Souviens-toi, je t'avais emmené, il y a quelques mois, à travers un voyage onirique, prendre le thé eu Sahara. Nous y avons rencontré les Imarhan, ils s'étaient adressés à nous en tamasheq. Aujourd'hui, j'aimerai que tu m'accompagnes vers des terres plus boréales, pas pour voir le Père-Noël (je n'y crois plus depuis au moins un an), ni pour traire ses rennes.
Faisons le grand écart, quittons le Sud Algérien et rejoignons le Nord Norvégien. Partons à la rencontre des Lapons. Allons claquer la bise à Mari Boine.

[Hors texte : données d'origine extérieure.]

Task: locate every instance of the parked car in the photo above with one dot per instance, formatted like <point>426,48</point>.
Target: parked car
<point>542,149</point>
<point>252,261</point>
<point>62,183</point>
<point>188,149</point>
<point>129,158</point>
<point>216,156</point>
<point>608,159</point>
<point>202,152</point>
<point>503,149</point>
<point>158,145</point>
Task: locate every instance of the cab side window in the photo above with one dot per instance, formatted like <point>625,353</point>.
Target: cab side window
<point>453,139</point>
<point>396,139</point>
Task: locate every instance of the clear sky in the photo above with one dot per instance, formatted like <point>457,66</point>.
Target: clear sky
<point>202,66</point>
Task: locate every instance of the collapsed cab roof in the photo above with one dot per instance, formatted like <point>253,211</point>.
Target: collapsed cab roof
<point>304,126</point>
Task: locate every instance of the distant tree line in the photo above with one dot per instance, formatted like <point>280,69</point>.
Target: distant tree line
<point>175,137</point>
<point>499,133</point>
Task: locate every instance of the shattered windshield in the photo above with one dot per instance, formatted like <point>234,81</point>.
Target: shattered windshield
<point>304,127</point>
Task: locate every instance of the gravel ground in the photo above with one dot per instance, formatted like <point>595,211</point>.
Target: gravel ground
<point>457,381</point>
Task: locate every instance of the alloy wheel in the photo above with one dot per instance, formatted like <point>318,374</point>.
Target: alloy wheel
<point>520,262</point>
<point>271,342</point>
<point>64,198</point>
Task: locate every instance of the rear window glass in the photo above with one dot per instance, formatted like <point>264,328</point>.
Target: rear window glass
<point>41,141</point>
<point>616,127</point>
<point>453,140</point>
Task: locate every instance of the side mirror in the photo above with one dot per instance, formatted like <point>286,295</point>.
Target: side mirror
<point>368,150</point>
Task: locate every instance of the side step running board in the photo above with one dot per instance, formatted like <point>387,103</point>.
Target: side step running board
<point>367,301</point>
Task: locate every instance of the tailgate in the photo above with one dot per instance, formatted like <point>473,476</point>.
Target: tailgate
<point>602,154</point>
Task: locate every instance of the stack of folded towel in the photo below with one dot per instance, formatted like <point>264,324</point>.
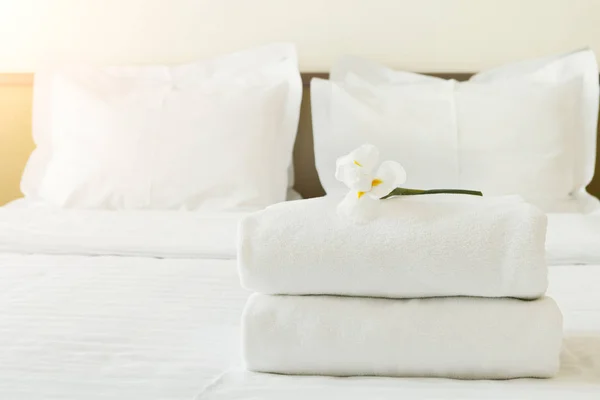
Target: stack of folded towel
<point>440,285</point>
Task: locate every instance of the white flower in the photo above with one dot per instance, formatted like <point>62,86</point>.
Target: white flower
<point>367,185</point>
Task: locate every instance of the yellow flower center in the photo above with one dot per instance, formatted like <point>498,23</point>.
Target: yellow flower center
<point>374,182</point>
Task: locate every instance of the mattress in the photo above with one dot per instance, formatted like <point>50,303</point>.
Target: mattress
<point>75,327</point>
<point>109,311</point>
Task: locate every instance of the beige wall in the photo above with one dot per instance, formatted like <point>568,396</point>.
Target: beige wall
<point>15,133</point>
<point>420,35</point>
<point>423,35</point>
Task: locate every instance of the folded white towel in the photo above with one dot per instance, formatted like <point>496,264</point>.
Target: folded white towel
<point>420,246</point>
<point>458,337</point>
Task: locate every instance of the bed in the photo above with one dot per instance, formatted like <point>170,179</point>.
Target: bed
<point>127,326</point>
<point>146,305</point>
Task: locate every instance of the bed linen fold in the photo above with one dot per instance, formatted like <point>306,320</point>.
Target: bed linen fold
<point>466,338</point>
<point>420,246</point>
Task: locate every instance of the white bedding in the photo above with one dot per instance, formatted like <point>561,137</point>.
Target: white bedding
<point>107,327</point>
<point>75,327</point>
<point>34,230</point>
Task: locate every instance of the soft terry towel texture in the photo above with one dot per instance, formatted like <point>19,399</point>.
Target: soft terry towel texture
<point>468,338</point>
<point>420,246</point>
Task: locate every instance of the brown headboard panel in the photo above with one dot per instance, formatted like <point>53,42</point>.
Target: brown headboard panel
<point>307,180</point>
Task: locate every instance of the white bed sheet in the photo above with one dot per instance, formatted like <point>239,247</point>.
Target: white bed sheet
<point>74,327</point>
<point>35,228</point>
<point>32,229</point>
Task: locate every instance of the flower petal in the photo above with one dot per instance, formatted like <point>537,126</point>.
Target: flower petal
<point>353,176</point>
<point>389,176</point>
<point>358,210</point>
<point>366,156</point>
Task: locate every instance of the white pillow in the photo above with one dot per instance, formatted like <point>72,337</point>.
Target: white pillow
<point>408,123</point>
<point>211,135</point>
<point>515,131</point>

Portant des vêtements rouges et bleus, elle nous ouvre sa porte, nous offre le café et nous parle en sami. Diantre, que les langues sont belles ! Hier le tamasheq aujourd'hui le sami. Depuis toujours, je suis fasciné par les langues, toujours émerveillé par leur musicalité.
Après le café, la petite dame aux yeux rieurs nous invite à aller nous recueillir dans sa chambre de culte (Balvvoslatjna). On s'y installe solennellement ; la pièce est ronde et austère. Puis, assise en tailleur, Mari brise le silence en saisissant un tambour et en entonnant un joik. Son chant emplit en quelques minutes l'espace de la pièce. Je ferme les yeux. Peu à peu, des images fabuleuses viennent nous rendre visite, des troupeaux de rennes avalant des ours bruns copulant au milieu d'un ban de saumons, Eagleman nous abreuvant de ses paroles, nous inoculant sa sagesse.

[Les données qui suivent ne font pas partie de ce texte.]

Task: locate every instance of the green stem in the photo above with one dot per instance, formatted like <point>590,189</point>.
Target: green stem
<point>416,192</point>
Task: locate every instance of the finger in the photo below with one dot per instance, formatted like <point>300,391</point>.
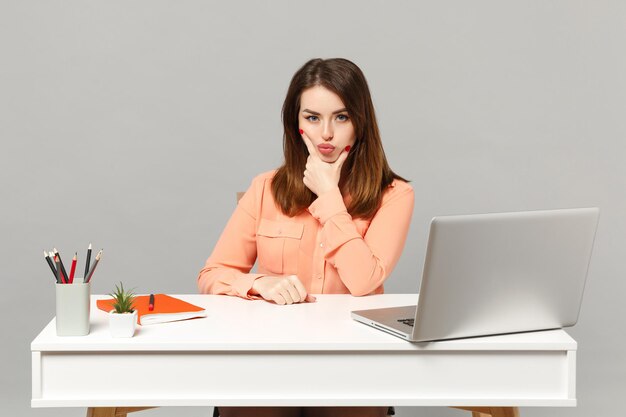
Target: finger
<point>309,145</point>
<point>342,158</point>
<point>285,292</point>
<point>293,293</point>
<point>299,286</point>
<point>278,298</point>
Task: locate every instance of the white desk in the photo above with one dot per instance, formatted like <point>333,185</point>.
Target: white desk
<point>255,353</point>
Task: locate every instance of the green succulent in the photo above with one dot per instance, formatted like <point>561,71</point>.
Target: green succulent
<point>124,299</point>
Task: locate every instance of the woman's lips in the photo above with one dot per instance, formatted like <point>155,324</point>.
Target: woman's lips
<point>326,149</point>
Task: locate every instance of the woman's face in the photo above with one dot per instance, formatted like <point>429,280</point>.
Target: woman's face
<point>325,120</point>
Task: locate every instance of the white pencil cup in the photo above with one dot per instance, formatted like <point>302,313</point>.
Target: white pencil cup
<point>73,303</point>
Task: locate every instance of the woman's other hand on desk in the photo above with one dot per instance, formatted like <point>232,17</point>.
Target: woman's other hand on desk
<point>282,290</point>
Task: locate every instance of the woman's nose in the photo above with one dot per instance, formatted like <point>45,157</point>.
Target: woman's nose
<point>327,131</point>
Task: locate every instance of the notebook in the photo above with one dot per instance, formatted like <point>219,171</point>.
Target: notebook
<point>497,273</point>
<point>166,309</point>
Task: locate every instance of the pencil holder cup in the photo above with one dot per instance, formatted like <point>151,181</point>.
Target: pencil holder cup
<point>72,308</point>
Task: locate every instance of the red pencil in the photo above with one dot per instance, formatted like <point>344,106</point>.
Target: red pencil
<point>73,269</point>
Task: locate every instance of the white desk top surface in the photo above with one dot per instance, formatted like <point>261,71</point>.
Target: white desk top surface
<point>235,324</point>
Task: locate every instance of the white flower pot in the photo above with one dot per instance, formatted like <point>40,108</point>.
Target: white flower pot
<point>122,325</point>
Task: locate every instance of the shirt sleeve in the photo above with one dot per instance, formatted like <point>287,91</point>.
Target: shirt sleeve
<point>227,270</point>
<point>364,262</point>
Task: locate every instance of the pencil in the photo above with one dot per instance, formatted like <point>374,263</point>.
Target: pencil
<point>93,267</point>
<point>51,265</point>
<point>64,275</point>
<point>87,262</point>
<point>56,261</point>
<point>73,268</point>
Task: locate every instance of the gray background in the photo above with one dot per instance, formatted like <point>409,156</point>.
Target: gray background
<point>132,124</point>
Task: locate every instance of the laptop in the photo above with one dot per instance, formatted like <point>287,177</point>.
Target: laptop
<point>488,274</point>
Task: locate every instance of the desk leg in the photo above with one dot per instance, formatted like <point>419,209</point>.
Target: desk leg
<point>492,411</point>
<point>113,411</point>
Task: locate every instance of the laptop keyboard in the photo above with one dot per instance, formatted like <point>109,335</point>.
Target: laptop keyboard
<point>408,322</point>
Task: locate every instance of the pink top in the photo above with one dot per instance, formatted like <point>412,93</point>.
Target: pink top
<point>330,252</point>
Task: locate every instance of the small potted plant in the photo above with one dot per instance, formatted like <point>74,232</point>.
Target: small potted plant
<point>123,317</point>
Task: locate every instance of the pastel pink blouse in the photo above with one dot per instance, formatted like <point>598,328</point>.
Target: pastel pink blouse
<point>329,251</point>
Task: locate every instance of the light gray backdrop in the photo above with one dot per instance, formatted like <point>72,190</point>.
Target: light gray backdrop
<point>131,124</point>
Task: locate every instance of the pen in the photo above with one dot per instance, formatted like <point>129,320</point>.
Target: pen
<point>63,271</point>
<point>88,259</point>
<point>73,268</point>
<point>58,264</point>
<point>51,265</point>
<point>93,267</point>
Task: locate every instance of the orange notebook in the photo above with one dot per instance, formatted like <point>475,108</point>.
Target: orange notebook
<point>166,309</point>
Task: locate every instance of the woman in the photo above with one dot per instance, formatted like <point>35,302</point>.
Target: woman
<point>333,219</point>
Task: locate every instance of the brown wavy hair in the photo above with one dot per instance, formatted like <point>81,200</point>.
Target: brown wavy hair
<point>365,174</point>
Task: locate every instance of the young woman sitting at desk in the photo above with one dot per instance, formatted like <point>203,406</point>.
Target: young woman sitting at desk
<point>333,219</point>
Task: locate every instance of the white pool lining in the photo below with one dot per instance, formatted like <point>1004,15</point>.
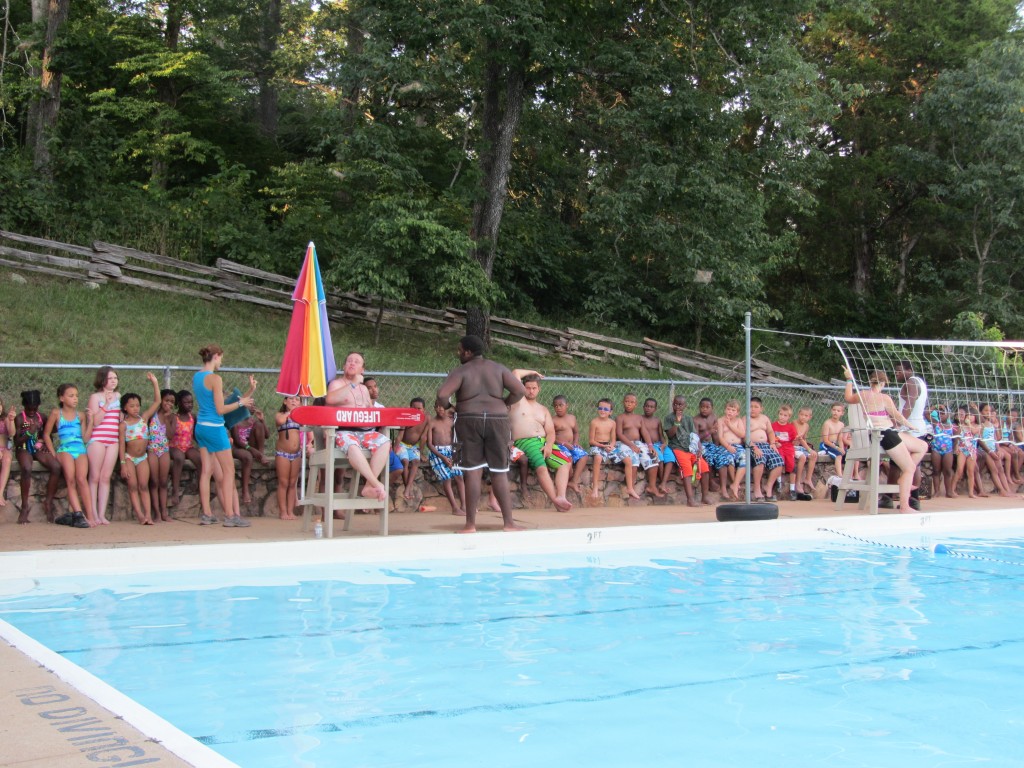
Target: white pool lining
<point>35,564</point>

La voix et le tambour de Boine ne restent pas longtemps seuls ; c'est tout un orchestre qui se fait entendre désormais. Et, la musique est bonne. Bonne comme la vie pastorale. Bonne et forte comme la nature environnante.
Après 49 minutes de bonheur absolu, le silence revient dans la chambre de culte. Toutes les images, tous les esprits se sont évaporés.
Sûr, ce petit bout de femme, cette grande chanteuse est un vrai Chaman.
On ne sort pas indemne de ce type d'expérience ; dans cent ans, on s'en souviendra encore.
Au revoir Mari Boine ! Continue d'enchanter le monde et de faire vivre la langue sami.
Je vais te faire une confidence : il est un épisode issus des Saintes Ecritures qui me plaît beaucoup ; c'est celui de la Tour de Babel. L'unique langue originelle disparaissant ou éclatant comme une super-nova, pour donner naissance à une multitude d'idiomes et de dialectes. C'est une malédiction pour les fâcheux, mais pour moi, cet épisode est plus que bienfaiteur. Il est à l'origine de la diversité musicale qui nous comble.